Am I even attracted to other women anymore? I've identified as bisexual for about 5 years now and it's felt comfortable. But lately I've been really on the fence about my attraction to women. I've only ever dated men. I've only ever been intimate with men. I've never done anything more than kiss another woman. I don't look at women and think that I want to be with them. I look at them as a woman complimenting another woman on her looks. I have zero clue if I'm even sexually attracted to them anymore. I tried something yesterday that confirmed to me that I prefer intimacy with only one other person, but one of my best female friends was there and I only felt awkward the whole time. I didn't enjoy it. It's extremely rare that I want to be intimate with another woman, and I'm honestly terrified of the thought. I don't want to suddenly say that I'm not bisexual anymore because I'm not straight, and my coworkers could tell when they met me that I'm not straight, but I don't know what to do anymore. This isn't the first time I've questioned if I'm actually bisexual, but no label feels right. Not even queer. I wish I was straight again. It would be so much easier. Anyone have any advice? I'm so confused and it's kind of tearing me apart on the inside.
Bisexuality doesn't mean being attracted to both genders the same amount all the time. Lately I have found myself drifting back towards women a bit.
what @Franz007 means, im sure, is what is you birth gender? also, I agree with @xenu . I am bi but I like girls way much more then I like guys. Actually, I am mainly only sexually attracted in guys, and I want romantic relationships with girls. So,, it really depends.
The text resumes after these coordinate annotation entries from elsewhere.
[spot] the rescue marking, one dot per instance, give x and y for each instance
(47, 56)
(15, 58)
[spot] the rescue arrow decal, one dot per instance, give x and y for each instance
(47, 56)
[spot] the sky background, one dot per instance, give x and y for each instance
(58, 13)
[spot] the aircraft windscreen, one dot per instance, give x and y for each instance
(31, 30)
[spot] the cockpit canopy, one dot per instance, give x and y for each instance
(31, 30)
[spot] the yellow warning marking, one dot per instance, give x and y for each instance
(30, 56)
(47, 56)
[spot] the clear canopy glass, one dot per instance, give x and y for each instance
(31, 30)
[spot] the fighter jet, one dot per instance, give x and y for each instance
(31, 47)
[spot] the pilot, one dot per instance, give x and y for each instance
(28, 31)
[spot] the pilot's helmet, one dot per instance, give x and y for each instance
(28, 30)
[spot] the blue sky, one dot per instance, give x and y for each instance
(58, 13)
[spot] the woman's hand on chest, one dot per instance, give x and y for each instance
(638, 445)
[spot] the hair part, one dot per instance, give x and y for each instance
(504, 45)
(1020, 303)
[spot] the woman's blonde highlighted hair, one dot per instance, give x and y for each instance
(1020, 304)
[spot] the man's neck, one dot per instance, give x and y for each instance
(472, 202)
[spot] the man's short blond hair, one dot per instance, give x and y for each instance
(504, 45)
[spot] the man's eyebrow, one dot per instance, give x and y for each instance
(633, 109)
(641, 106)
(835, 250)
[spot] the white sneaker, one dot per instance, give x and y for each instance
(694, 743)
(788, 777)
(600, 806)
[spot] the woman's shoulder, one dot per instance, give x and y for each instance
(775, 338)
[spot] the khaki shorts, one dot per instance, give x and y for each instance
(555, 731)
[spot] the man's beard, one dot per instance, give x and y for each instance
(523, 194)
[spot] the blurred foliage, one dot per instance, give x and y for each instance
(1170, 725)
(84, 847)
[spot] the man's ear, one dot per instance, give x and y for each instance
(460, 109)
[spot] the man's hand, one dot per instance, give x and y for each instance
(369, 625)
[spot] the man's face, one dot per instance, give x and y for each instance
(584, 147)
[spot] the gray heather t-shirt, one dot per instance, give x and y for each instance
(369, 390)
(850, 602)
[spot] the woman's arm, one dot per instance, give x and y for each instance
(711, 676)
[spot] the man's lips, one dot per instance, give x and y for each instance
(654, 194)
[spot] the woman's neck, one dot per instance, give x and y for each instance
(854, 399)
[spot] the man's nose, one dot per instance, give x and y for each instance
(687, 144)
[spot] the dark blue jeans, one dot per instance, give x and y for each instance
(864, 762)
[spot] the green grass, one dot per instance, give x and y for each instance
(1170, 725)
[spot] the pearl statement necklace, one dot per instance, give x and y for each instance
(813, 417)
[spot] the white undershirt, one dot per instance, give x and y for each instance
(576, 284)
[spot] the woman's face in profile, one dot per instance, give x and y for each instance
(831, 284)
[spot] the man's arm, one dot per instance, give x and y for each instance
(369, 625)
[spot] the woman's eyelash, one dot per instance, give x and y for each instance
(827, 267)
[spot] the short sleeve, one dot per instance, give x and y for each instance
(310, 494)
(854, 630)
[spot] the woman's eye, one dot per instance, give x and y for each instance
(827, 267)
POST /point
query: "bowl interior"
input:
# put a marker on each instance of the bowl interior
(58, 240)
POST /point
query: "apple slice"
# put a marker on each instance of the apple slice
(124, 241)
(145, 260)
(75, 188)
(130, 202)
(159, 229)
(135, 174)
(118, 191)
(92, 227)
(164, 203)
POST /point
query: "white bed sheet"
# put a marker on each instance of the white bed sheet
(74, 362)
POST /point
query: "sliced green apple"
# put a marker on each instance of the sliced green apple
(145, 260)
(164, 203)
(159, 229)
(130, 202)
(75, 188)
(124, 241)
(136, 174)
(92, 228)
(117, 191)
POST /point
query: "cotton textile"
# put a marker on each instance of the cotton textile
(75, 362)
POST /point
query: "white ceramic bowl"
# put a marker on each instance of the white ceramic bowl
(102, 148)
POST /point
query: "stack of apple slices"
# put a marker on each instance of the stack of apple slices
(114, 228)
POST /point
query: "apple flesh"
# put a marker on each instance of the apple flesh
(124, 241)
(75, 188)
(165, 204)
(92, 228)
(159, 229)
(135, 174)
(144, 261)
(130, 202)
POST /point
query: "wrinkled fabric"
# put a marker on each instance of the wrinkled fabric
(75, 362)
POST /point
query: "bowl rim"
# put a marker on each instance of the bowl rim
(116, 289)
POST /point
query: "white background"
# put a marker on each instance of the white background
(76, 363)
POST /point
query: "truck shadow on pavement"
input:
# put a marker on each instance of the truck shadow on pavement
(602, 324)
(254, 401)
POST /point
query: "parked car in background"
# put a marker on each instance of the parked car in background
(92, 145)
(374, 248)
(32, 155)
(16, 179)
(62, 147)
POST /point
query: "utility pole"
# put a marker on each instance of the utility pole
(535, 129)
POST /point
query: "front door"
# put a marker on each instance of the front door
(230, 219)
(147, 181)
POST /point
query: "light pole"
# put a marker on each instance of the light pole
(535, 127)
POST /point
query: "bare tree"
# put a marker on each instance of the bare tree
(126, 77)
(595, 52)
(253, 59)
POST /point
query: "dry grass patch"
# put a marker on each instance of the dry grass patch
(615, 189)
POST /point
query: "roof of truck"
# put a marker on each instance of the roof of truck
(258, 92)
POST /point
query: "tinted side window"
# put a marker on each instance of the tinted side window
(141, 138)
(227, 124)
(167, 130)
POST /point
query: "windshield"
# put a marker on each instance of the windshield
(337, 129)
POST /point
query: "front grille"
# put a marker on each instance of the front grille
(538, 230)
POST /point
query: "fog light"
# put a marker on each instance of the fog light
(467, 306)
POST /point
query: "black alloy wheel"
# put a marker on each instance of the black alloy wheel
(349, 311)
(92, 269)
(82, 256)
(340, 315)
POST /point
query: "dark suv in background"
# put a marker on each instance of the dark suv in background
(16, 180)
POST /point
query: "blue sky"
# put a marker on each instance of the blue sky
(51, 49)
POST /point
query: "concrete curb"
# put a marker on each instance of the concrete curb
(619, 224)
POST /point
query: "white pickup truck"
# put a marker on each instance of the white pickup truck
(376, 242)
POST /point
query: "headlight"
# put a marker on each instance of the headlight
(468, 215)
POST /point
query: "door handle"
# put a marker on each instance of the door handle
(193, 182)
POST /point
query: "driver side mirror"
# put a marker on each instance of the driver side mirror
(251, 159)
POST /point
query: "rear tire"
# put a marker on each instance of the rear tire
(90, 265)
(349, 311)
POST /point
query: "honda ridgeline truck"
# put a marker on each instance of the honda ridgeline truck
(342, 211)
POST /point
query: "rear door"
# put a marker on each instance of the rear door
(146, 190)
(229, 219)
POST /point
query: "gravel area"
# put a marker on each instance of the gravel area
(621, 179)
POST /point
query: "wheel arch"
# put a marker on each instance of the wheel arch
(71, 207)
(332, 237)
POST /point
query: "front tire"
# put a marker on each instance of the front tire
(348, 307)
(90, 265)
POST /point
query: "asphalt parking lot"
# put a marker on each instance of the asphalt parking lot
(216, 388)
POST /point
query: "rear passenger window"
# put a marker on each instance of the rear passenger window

Male here(In case you don't remember). I personally think women are nicer to look at and I can be drawn to them, and this happens more frequently than with guys. Having said that, I have strong same sex attractions at least once in awhile. I can honestly say I am little more picky about which guys I am attracted to, but once they meet my criteria its on. The thing is, the people around me can have a huge impact on how gay or straight I feel at any given time.
You don't have to have had physical experiences with the same sex to be bisexual, this much is true--but the fact that you're not really interested in women beyond a surface level indicates (to me, at least) that you might have a stronger preference for men. Has this always been the case, or have you had points where you felt as strongly (if not more so) towards women as men? If you have, then you might just be going through a sort of "ebb and flow". Your orientation is what it is, but who you're surrounded by can have an impact on your levels of attraction between the two. Also, the experience you had might have been tainted by your discomfort over someone else being present at the time.
I agree with BiGemini87 and think that your first time was not ideal for you to really say one way or the other. Being Bi also doesn't have to be an even 50/50 split all the time. If you say you saw 10 people you thought were attractive and 2 of the 10 are female, that is still bisexual.
There is this thing called the Kenzie Scale and it is the fluidity between gay and straight. I am a 4 or maybe 5. (6 is fully gay, or only liking the same sex). So if you are not a 6 or a 1 or 0 (I can’t remember which one means you are straight, I honestly don’t think there are 0s), then you are a bisexual, no matter whether you prefer boys or girls.
Not sure if I’m much help cause I’m confused myself, but I’ve only felt attraction to two women in my life yet I think I’m bi. When I say I’m straight I know that’s not 100% true. I’m attracted to men more often but I’m currently seeing a woman right now. I don’t think attraction has to be 50% women and 50% men in order to be bi.